Broadcast routing aborts message processing immediately if signature verification fails or unmarshaling errors occur, treating these as fatal protocol violations. Direct routing handles **decryption failures** by producing errors that cause message discard, while transport-level retries are managed through `SendToOtherWithRetry` to handle transient network failures between specific peers.

## Summary

- **Broadcast routing** uses NATS pub/sub on shared topics with **signature-based authentication**, suitable for global coordination where all parties require message visibility.
- **Direct peer-to-peer routing** employs NATS point-to-point channels with **encryption-based confidentiality**, routing messages through recipient-specific subjects constructed via `TopicComposer.ComposeDirectTopic`.
- The routing decision hinges on the `routing.IsBroadcast` flag and the length of `routing.To`, implemented centrally in [`pkg/mpc/session.go`](https://github.com/fystack/mpcium/blob/main/pkg/mpc/session.go).
- Security models differ fundamentally: broadcasts rely on digital signatures for integrity, while direct messages rely on encryption for both privacy and authenticity.
- Error handling distinguishes between signature verification failures (broadcast) and decryption failures (direct), with the latter supporting retry mechanisms for enhanced reliability.

## Frequently Asked Questions

### Does mpcium encrypt broadcast messages?

No, broadcast messages are not encrypted. They are signed using the sender's identity key via `identityStore.SignMessage`, but transmitted in plaintext since they must be readable by all session participants. Authentication relies entirely on signature verification through `identityStore.VerifyMessage` upon receipt.

### How does mpcium handle messages sent to the same node?

When the sender and recipient IDs match in direct routing, mpcium invokes `direct.SendToSelf` (as seen in [`session.go`](https://github.com/fystack/mpcium/blob/main/session.go) lines 58‑60). This local delivery path skips encryption and decryption overhead, passing the marshaled message directly to the local handler without traversing the network layer.

### What NATS subject patterns does mpcium use for routing?
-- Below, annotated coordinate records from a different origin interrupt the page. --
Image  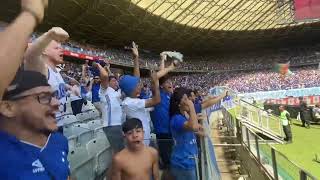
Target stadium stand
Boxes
[0,0,320,180]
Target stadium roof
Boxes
[0,0,320,54]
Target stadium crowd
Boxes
[60,63,320,95]
[20,23,320,71]
[0,0,319,180]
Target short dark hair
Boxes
[109,76,118,81]
[186,89,194,97]
[122,118,143,133]
[169,87,188,117]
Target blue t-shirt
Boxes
[194,97,202,114]
[151,90,171,134]
[91,83,100,103]
[170,114,198,170]
[0,131,70,180]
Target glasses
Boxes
[10,91,58,105]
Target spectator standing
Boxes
[119,42,161,146]
[300,98,310,128]
[279,106,292,143]
[25,27,71,127]
[69,79,83,115]
[111,118,159,180]
[0,71,70,180]
[170,88,201,180]
[98,62,124,153]
[151,53,175,176]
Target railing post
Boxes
[254,135,260,162]
[300,170,307,180]
[258,109,263,128]
[246,127,251,151]
[271,148,279,180]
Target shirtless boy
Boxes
[112,118,159,180]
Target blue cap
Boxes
[119,75,140,96]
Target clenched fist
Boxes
[21,0,48,23]
[48,27,69,42]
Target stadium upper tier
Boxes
[131,0,302,31]
[0,0,320,55]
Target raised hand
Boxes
[160,52,167,61]
[21,0,48,23]
[131,41,139,57]
[48,27,69,42]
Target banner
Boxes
[294,0,320,21]
[63,50,104,61]
[266,96,320,106]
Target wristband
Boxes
[22,8,41,25]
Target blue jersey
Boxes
[151,90,171,134]
[170,114,198,170]
[194,96,202,114]
[0,131,70,180]
[91,83,100,103]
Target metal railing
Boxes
[225,108,317,180]
[236,100,284,143]
[200,111,221,180]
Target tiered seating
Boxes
[62,110,112,180]
[68,146,95,180]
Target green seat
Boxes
[68,146,95,180]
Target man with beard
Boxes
[0,71,70,180]
[25,27,71,126]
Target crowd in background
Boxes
[0,0,320,180]
[65,60,320,94]
[23,26,320,71]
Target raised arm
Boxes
[184,99,200,132]
[145,72,161,108]
[160,52,167,71]
[95,63,109,89]
[111,155,121,180]
[151,148,160,180]
[157,53,176,79]
[201,91,227,109]
[0,0,48,99]
[24,27,69,76]
[131,42,140,77]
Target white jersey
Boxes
[122,97,151,146]
[99,87,124,126]
[48,66,67,126]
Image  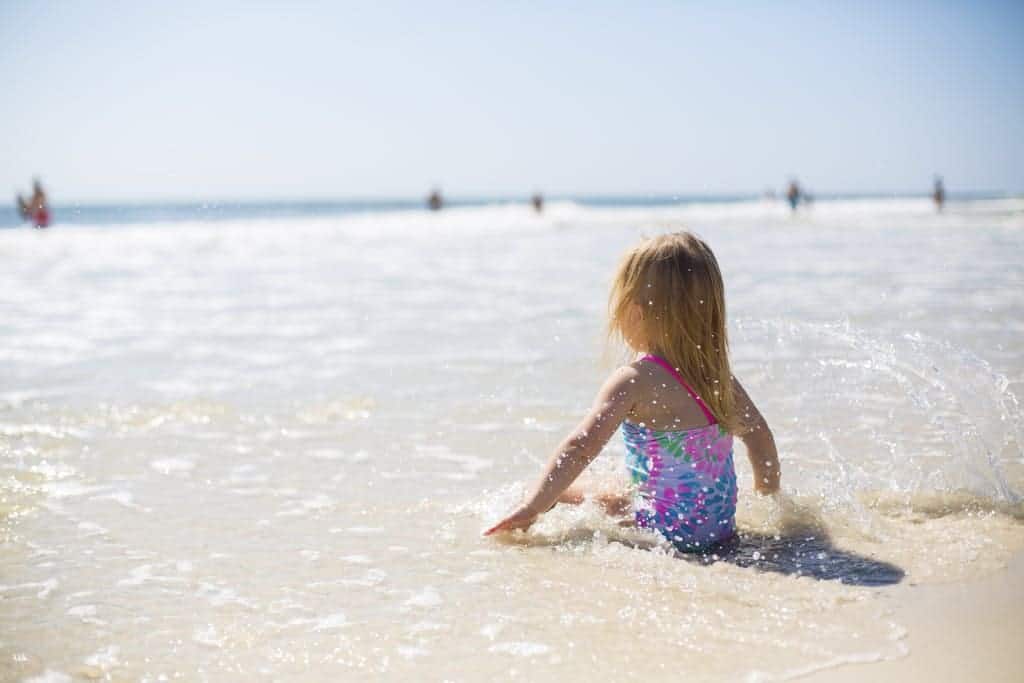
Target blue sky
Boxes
[0,0,1024,201]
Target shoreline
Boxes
[815,553,1024,683]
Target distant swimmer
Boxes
[785,180,801,211]
[932,175,946,211]
[529,193,544,213]
[17,178,50,227]
[427,187,444,211]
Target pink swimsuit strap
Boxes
[640,353,718,425]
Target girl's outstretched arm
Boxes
[483,366,638,536]
[732,378,782,494]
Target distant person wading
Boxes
[932,175,946,211]
[17,178,50,227]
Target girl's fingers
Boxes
[483,519,509,536]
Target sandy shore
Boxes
[819,554,1024,683]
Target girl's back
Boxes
[623,354,736,551]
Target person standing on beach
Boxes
[484,232,780,552]
[785,178,801,211]
[932,175,946,213]
[17,178,50,227]
[427,187,444,211]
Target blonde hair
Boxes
[608,232,740,431]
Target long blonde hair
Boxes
[608,232,740,431]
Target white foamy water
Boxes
[0,200,1024,681]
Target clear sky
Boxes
[0,0,1024,202]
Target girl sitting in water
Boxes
[484,232,780,551]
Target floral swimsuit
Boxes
[623,355,736,552]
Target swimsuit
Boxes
[623,354,736,552]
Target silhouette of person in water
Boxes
[785,179,802,211]
[17,178,50,227]
[427,187,444,211]
[932,175,946,212]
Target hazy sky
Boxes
[0,0,1024,202]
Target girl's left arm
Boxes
[483,366,638,536]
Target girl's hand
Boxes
[483,505,540,536]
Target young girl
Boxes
[484,232,780,551]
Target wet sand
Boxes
[823,554,1024,683]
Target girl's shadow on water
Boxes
[680,529,905,586]
[502,523,906,586]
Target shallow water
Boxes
[0,200,1024,681]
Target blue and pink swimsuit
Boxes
[623,355,736,552]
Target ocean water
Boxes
[0,194,1024,681]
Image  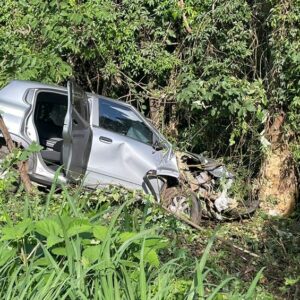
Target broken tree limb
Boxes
[162,205,259,258]
[178,0,193,33]
[0,114,32,193]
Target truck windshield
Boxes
[99,98,153,145]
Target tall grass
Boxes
[0,179,261,300]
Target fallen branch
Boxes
[178,0,193,33]
[0,114,32,193]
[162,206,259,258]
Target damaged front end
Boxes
[158,152,258,224]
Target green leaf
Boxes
[47,235,64,248]
[82,245,101,264]
[35,219,63,237]
[93,225,108,241]
[67,220,93,237]
[0,244,17,267]
[134,247,160,268]
[1,219,33,241]
[51,247,69,256]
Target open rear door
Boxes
[62,81,92,181]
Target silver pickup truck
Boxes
[0,80,246,223]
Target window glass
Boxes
[71,82,89,122]
[99,99,153,144]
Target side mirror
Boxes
[152,140,165,151]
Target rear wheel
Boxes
[161,187,201,224]
[0,144,20,193]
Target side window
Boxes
[71,81,89,122]
[99,99,153,145]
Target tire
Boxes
[0,144,20,193]
[161,187,201,225]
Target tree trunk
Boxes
[258,112,298,216]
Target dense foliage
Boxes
[0,0,300,299]
[0,0,300,163]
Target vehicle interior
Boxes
[34,91,68,170]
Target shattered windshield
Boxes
[99,99,153,145]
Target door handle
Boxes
[99,136,112,144]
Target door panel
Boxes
[63,81,92,181]
[85,127,163,188]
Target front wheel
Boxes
[161,187,201,225]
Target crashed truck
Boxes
[0,80,258,224]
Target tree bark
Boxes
[258,112,298,216]
[0,114,32,193]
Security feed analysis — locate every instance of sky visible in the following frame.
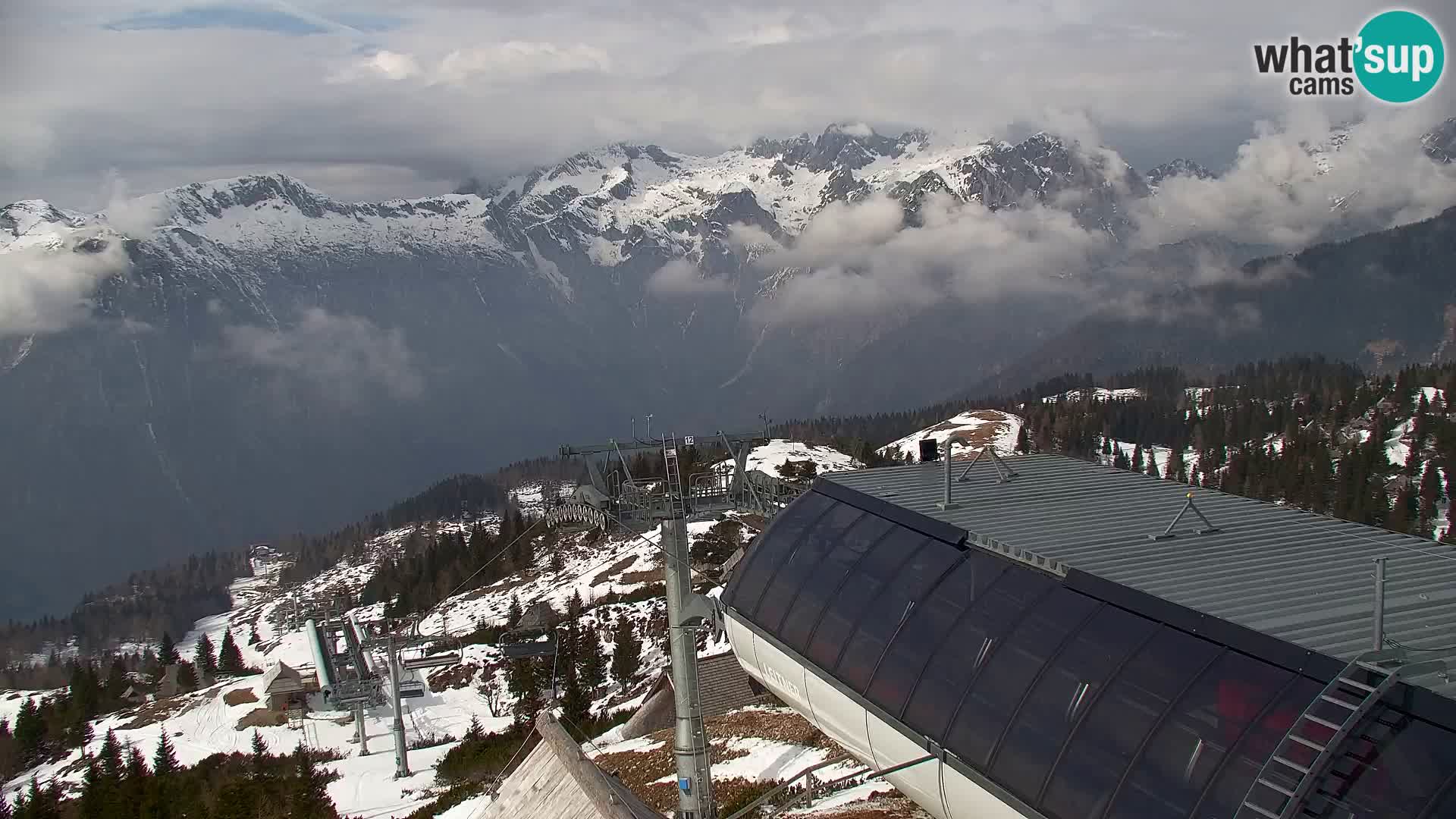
[0,0,1456,210]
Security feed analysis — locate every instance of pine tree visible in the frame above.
[505,659,541,727]
[157,631,180,667]
[1112,446,1133,469]
[192,634,217,679]
[250,729,268,777]
[82,756,114,817]
[152,723,177,777]
[125,745,150,783]
[217,628,246,673]
[14,697,46,767]
[560,669,592,726]
[177,663,198,691]
[611,615,642,688]
[99,729,127,783]
[288,742,337,819]
[576,628,607,694]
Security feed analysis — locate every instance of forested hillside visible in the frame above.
[11,357,1456,676]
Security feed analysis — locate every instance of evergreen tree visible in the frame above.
[505,659,541,730]
[1385,481,1420,532]
[250,729,268,778]
[1112,446,1133,469]
[125,745,150,784]
[288,742,337,819]
[157,631,180,666]
[99,729,127,783]
[560,669,592,726]
[14,697,46,767]
[611,613,642,688]
[578,628,607,694]
[177,663,198,691]
[217,628,246,673]
[192,634,217,679]
[82,756,114,817]
[152,723,177,778]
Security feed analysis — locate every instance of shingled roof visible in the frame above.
[481,711,661,819]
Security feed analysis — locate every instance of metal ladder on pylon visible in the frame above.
[1236,648,1445,819]
[663,436,684,520]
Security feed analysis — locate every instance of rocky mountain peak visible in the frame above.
[1147,158,1216,188]
[1421,117,1456,162]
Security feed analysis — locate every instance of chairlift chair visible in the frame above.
[495,628,556,661]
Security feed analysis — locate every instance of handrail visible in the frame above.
[763,754,937,819]
[726,754,850,819]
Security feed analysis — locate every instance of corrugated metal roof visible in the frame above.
[820,455,1456,698]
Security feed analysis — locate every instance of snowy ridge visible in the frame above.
[714,438,864,478]
[8,489,920,817]
[878,410,1025,459]
[0,124,1140,274]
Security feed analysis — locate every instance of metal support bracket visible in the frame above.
[1147,493,1223,541]
[682,595,723,632]
[945,440,1018,484]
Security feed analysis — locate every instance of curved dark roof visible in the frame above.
[820,455,1456,698]
[722,482,1456,819]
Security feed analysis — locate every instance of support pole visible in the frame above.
[388,634,410,780]
[937,438,958,509]
[663,517,717,819]
[1370,557,1385,651]
[354,704,369,756]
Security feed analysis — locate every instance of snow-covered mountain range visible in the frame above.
[0,118,1456,617]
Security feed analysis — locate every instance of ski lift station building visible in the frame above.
[722,455,1456,819]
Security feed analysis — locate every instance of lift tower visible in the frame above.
[560,431,767,819]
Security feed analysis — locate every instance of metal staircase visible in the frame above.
[663,436,686,520]
[1236,648,1445,819]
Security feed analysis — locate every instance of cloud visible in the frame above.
[0,233,131,338]
[646,259,733,296]
[102,171,168,237]
[753,194,1108,324]
[1131,109,1456,251]
[8,0,1456,204]
[218,307,425,405]
[434,39,611,83]
[334,49,424,83]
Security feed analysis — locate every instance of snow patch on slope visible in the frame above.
[714,438,864,478]
[880,410,1025,457]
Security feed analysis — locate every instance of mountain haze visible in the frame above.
[0,116,1445,617]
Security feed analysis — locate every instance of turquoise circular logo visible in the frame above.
[1356,11,1446,102]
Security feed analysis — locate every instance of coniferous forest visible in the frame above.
[8,357,1456,817]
Broadcast messages use subjects generated by `TopicComposer.ComposeBroadcastTopic()`, following the pattern `mpc.<walletID>.broadcast`. Direct messages use `TopicComposer.ComposeDirectTopic(fromID, toID)`, creating subjects like `mpc.direct:<fromID>:<toID>:<walletID>`, ensuring unique routing paths between specific node pairs.

### What happens if a direct message fails to decrypt?

Decryption failures in direct messaging return errors that cause the message to be discarded without processing. Unlike broadcast failures—which typically abort the session—direct message errors are isolated to the specific communication channel. The system supports reliability through `SendToOtherWithRetry`, which handles transient failures and network timeouts for peer-to-peer transmissions.